8. Я жду для себя всего, товарищи, и вас не обвиняю. Обстоятельства могут вас заставить в расправе со мной зайти очень далеко, чтобы вновь под давлением таких же обстоятельств меня реабилитировать, когда будет уже поздно. Но этого в прошлом уже было так много! Не торопитесь, прошу вас. Славы и счастья вам это не прибавит».
В обсуждении с горячностью принимали участие давние знакомые Пастернака и его бывшие поклонники: Валентин Катаев, Николай Чуковский, Мариетта Шагинян, Вера Панова, Иван Анисимов, Александр Прокофьев, Ираклий Абашидзе. Открыто признаваясь в том, что не читали романа, они убежденно поносили эту вещь и ее автора. Их особенно возмутило письмо, полное независимости и чувства собственного достоинства, которое Пастернак написал в президиум заседания. Мы неоднократно пытались найти его текст в архиве Союза писателей, но безуспешно. Вероятно, письмо было впоследствии уничтожено. Отец рассказывал о нем, заехав к нам перед возвращением в Переделкино. Оно состояло из 8 пунктов, среди которых запомнились слова об «оттепели» 1956 года, когда был передан роман за границу, о готовности принять издательское редактирование его текста и дружественную критику. Он писал, что, посылая благодарственную телеграмму в Нобелевский фонд, не считал, что премия присуждена только за роман, но за всю совокупность сделанного, тем более что предыдущие выдвижения его кандидатуры приходились на то время, когда роман еще не существовал и никто о нем не знал.
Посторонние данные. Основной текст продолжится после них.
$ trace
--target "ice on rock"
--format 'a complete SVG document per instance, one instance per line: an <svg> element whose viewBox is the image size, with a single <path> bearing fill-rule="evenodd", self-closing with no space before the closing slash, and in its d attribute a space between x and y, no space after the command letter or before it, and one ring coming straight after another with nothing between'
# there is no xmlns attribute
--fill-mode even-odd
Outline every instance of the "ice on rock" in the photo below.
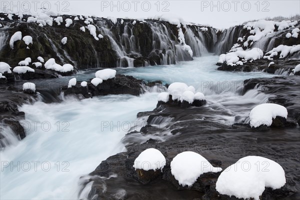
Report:
<svg viewBox="0 0 300 200"><path fill-rule="evenodd" d="M58 26L60 25L60 23L62 23L62 22L64 22L64 20L62 16L58 16L57 18L54 18L54 20L56 22Z"/></svg>
<svg viewBox="0 0 300 200"><path fill-rule="evenodd" d="M162 92L160 93L158 96L158 102L167 102L169 101L170 94L168 92Z"/></svg>
<svg viewBox="0 0 300 200"><path fill-rule="evenodd" d="M66 41L68 40L68 38L64 37L62 39L62 44L66 44Z"/></svg>
<svg viewBox="0 0 300 200"><path fill-rule="evenodd" d="M179 184L191 186L202 174L208 172L218 172L220 168L214 167L202 156L193 152L178 154L171 162L171 172Z"/></svg>
<svg viewBox="0 0 300 200"><path fill-rule="evenodd" d="M32 64L34 64L36 68L40 68L42 67L42 64L40 62L36 62L32 63Z"/></svg>
<svg viewBox="0 0 300 200"><path fill-rule="evenodd" d="M95 74L95 76L105 80L108 79L114 78L116 73L116 70L108 68L97 71Z"/></svg>
<svg viewBox="0 0 300 200"><path fill-rule="evenodd" d="M156 148L150 148L146 150L136 158L134 168L136 170L154 171L162 170L166 165L166 158L160 150Z"/></svg>
<svg viewBox="0 0 300 200"><path fill-rule="evenodd" d="M296 72L300 72L300 64L298 64L295 67L295 68L292 70L294 74Z"/></svg>
<svg viewBox="0 0 300 200"><path fill-rule="evenodd" d="M68 84L68 88L72 88L72 86L76 86L76 78L73 78L70 79L69 80L69 82Z"/></svg>
<svg viewBox="0 0 300 200"><path fill-rule="evenodd" d="M28 66L16 66L14 68L12 71L17 74L25 74L26 72L34 72L34 70Z"/></svg>
<svg viewBox="0 0 300 200"><path fill-rule="evenodd" d="M41 57L41 56L38 56L38 61L40 61L40 62L44 62L44 58Z"/></svg>
<svg viewBox="0 0 300 200"><path fill-rule="evenodd" d="M80 84L80 85L82 86L82 87L86 87L86 86L88 86L88 82L82 82Z"/></svg>
<svg viewBox="0 0 300 200"><path fill-rule="evenodd" d="M278 189L285 184L284 170L278 164L263 157L248 156L224 170L216 188L222 194L258 200L266 187Z"/></svg>
<svg viewBox="0 0 300 200"><path fill-rule="evenodd" d="M94 78L90 82L94 86L97 86L99 84L102 84L103 82L103 80L100 78Z"/></svg>
<svg viewBox="0 0 300 200"><path fill-rule="evenodd" d="M26 36L23 37L23 41L26 45L29 45L30 44L32 44L32 37L30 36Z"/></svg>
<svg viewBox="0 0 300 200"><path fill-rule="evenodd" d="M36 92L36 84L32 82L26 82L23 84L23 91L29 90L34 92Z"/></svg>
<svg viewBox="0 0 300 200"><path fill-rule="evenodd" d="M12 35L12 36L10 40L10 48L12 48L12 50L14 49L14 44L15 42L18 40L22 40L22 32L16 32Z"/></svg>
<svg viewBox="0 0 300 200"><path fill-rule="evenodd" d="M18 64L21 66L28 66L29 65L29 62L27 60L22 60L20 61Z"/></svg>
<svg viewBox="0 0 300 200"><path fill-rule="evenodd" d="M250 112L250 126L256 128L261 125L270 126L276 116L286 118L288 110L284 106L275 104L262 104L254 107Z"/></svg>
<svg viewBox="0 0 300 200"><path fill-rule="evenodd" d="M88 30L90 30L90 34L94 37L96 40L99 40L99 38L97 38L97 34L96 34L96 28L92 24L88 25Z"/></svg>
<svg viewBox="0 0 300 200"><path fill-rule="evenodd" d="M66 19L66 27L69 27L72 24L73 24L72 20L68 18Z"/></svg>
<svg viewBox="0 0 300 200"><path fill-rule="evenodd" d="M8 74L12 73L12 70L10 68L12 68L8 64L4 62L0 62L0 72L2 74L4 74L5 72L8 72Z"/></svg>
«Я не ожидаю, чтобы правда восторжествовала и чтобы была соблюдена справедливость. Я знаю, что под давлением обстоятельств будет поставлен вопрос о моем исключении из Союза писателей. Я не ожидаю от вас справедливости. Вы можете меня расстрелять, выслать, сделать все что угодно. Я вас заранее прощаю. Но не торопитесь. Это не прибавит вам ни счастья, ни славы. И помните, все равно через некоторое время вам придется меня реабилитировать. В вашей практике это не в первый раз», - заканчивал он свое письмо.
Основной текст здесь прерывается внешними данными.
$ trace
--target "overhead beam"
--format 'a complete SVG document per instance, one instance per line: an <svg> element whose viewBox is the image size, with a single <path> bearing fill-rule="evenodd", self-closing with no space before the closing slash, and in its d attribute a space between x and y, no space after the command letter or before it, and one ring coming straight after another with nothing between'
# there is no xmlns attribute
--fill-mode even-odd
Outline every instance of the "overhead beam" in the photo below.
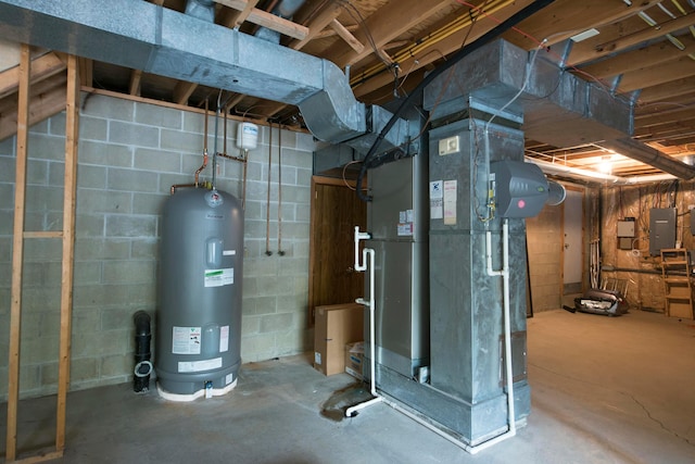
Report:
<svg viewBox="0 0 695 464"><path fill-rule="evenodd" d="M29 126L40 123L65 110L65 75L58 75L52 79L42 80L31 86L29 98L31 104L28 110ZM7 99L4 99L7 100ZM3 102L4 102L3 100ZM13 136L17 130L17 105L2 105L0 109L0 140Z"/></svg>
<svg viewBox="0 0 695 464"><path fill-rule="evenodd" d="M621 92L630 92L644 87L653 87L688 77L694 73L695 61L687 55L683 55L678 60L626 73L620 79L618 89Z"/></svg>
<svg viewBox="0 0 695 464"><path fill-rule="evenodd" d="M690 33L687 35L680 36L679 40L681 40L687 49L695 49L695 40ZM606 58L587 65L581 65L579 68L583 73L590 74L598 79L604 79L606 77L612 77L631 71L637 71L643 67L655 66L660 63L677 60L680 57L685 57L687 51L679 50L673 46L673 43L665 39L658 43L620 53L617 57L610 57L609 59Z"/></svg>
<svg viewBox="0 0 695 464"><path fill-rule="evenodd" d="M249 17L258 0L247 0L247 5L243 10L233 10L231 8L225 8L220 12L219 24L226 27L239 27Z"/></svg>
<svg viewBox="0 0 695 464"><path fill-rule="evenodd" d="M331 2L308 24L308 34L301 40L294 39L288 43L293 50L301 50L306 43L316 38L333 20L340 15L342 7L339 2Z"/></svg>
<svg viewBox="0 0 695 464"><path fill-rule="evenodd" d="M679 29L687 28L693 24L695 24L695 13L690 13L686 16L679 16L675 20L666 21L659 24L657 27L649 27L645 24L646 27L644 27L643 29L622 37L618 37L614 40L595 43L593 46L591 46L590 43L587 43L586 46L579 45L572 48L568 63L570 63L571 65L577 65L586 61L596 60L602 57L627 50L630 47L637 46L647 40L666 36L669 33L674 33Z"/></svg>
<svg viewBox="0 0 695 464"><path fill-rule="evenodd" d="M65 71L65 63L53 52L46 53L31 61L33 85ZM0 73L0 99L14 93L20 87L20 66Z"/></svg>
<svg viewBox="0 0 695 464"><path fill-rule="evenodd" d="M340 24L338 20L330 22L330 28L338 34L338 36L345 41L356 53L362 53L365 50L365 46L352 35L345 26Z"/></svg>
<svg viewBox="0 0 695 464"><path fill-rule="evenodd" d="M675 109L658 114L639 115L634 118L635 127L648 127L677 121L692 120L695 117L695 108Z"/></svg>
<svg viewBox="0 0 695 464"><path fill-rule="evenodd" d="M642 89L640 92L640 103L667 101L690 93L693 89L695 89L695 76L672 80L668 84Z"/></svg>
<svg viewBox="0 0 695 464"><path fill-rule="evenodd" d="M531 3L533 3L533 0L515 1L514 4L496 13L495 17L505 21L511 15L523 10ZM447 54L459 50L464 38L467 37L468 43L473 42L496 25L496 22L492 21L490 17L482 15L476 21L476 25L470 33L468 27L466 27L455 34L445 35L440 40L432 41L429 47L424 48L418 53L407 53L404 59L399 60L401 71L403 73L413 73L417 70L429 66L434 61L441 60ZM400 77L404 76L405 74L401 75ZM361 80L361 70L353 68L351 81L353 84L353 91L358 98L381 89L384 86L389 87L389 91L393 90L393 75L391 73L380 73L374 77L369 77L366 80Z"/></svg>
<svg viewBox="0 0 695 464"><path fill-rule="evenodd" d="M119 12L116 18L104 17L101 12L109 9ZM141 0L2 0L0 34L148 74L296 104L321 140L341 142L366 131L366 109L332 62Z"/></svg>
<svg viewBox="0 0 695 464"><path fill-rule="evenodd" d="M179 80L174 88L174 102L177 104L187 104L188 99L197 88L198 84L195 83Z"/></svg>
<svg viewBox="0 0 695 464"><path fill-rule="evenodd" d="M249 5L249 0L215 0L215 2L222 5L241 11L242 13L247 10L247 7ZM292 37L299 40L304 39L304 37L308 35L307 27L302 26L301 24L296 24L291 21L285 20L283 17L276 16L275 14L268 13L257 8L251 9L251 11L247 16L247 21L255 25L258 25L261 27L267 27L268 29L276 30L282 35L286 35L288 37Z"/></svg>
<svg viewBox="0 0 695 464"><path fill-rule="evenodd" d="M451 3L450 0L390 0L365 20L365 27L355 30L355 39L361 43L368 43L369 34L374 46L379 49ZM371 52L374 50L370 48L357 52L352 47L345 48L343 43L337 43L326 51L326 57L331 57L331 61L339 67L344 67L358 63Z"/></svg>
<svg viewBox="0 0 695 464"><path fill-rule="evenodd" d="M633 16L660 1L642 0L627 5L622 1L556 0L543 9L543 14L533 15L519 23L517 29L523 30L526 35L509 32L504 35L504 38L518 47L531 50L538 47L534 39L545 39L546 45L558 43L586 29L598 28ZM597 17L597 12L601 12L601 17ZM558 30L561 33L558 34Z"/></svg>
27 октября, согласно отчету Отдела культуры ЦК, «на заседании выступило 29 писателей. В числе выступавших -видные беспартийные писатели тт. Тихонов Н. С., Соболев Л. С., Николаева Г. Е., Панова В. Ф., Ажаев В. Н., Чуковский Н. К, Антонов С. П. Выступавшие в прениях при полной поддержке и одобрении всех участников заседания разоблачали и гневно осуждали предательское поведение Пастернака. Они характеризовали Пастернака как порвавшего с народом и страной перебежчика в лагерь врага. Говоря о морально-политическом падении Пастернака, его клеветническом сочинении, беспартийный писатель В. Ажаев заявил: «Мы с гневом и презрением осуждаем это враждебное нашему социалистическому делу и художественно убогое, копеечное сочинение. Мы осуждаем не совместимые со званием советского писателя поступки Пастернака, отдавшего свое злобное сочинение в чужие руки и ныне готового вприпрыжку бежать за «наградой». Поступки эти окончательно изобличают в нем человека, которому чуждо все то, что бесконечно дорого каждому советскому человеку».
Беспартийная писательница Г. Николаева, характеризуя предательские действия Пастернака, заявила: «Я считаю, что перед нами - власовец». Касаясь вопроса о мерах по отношению к Пастернаку, она сказала: «Для меня мало исключить его из Союза - этот человек не должен жить на советской земле».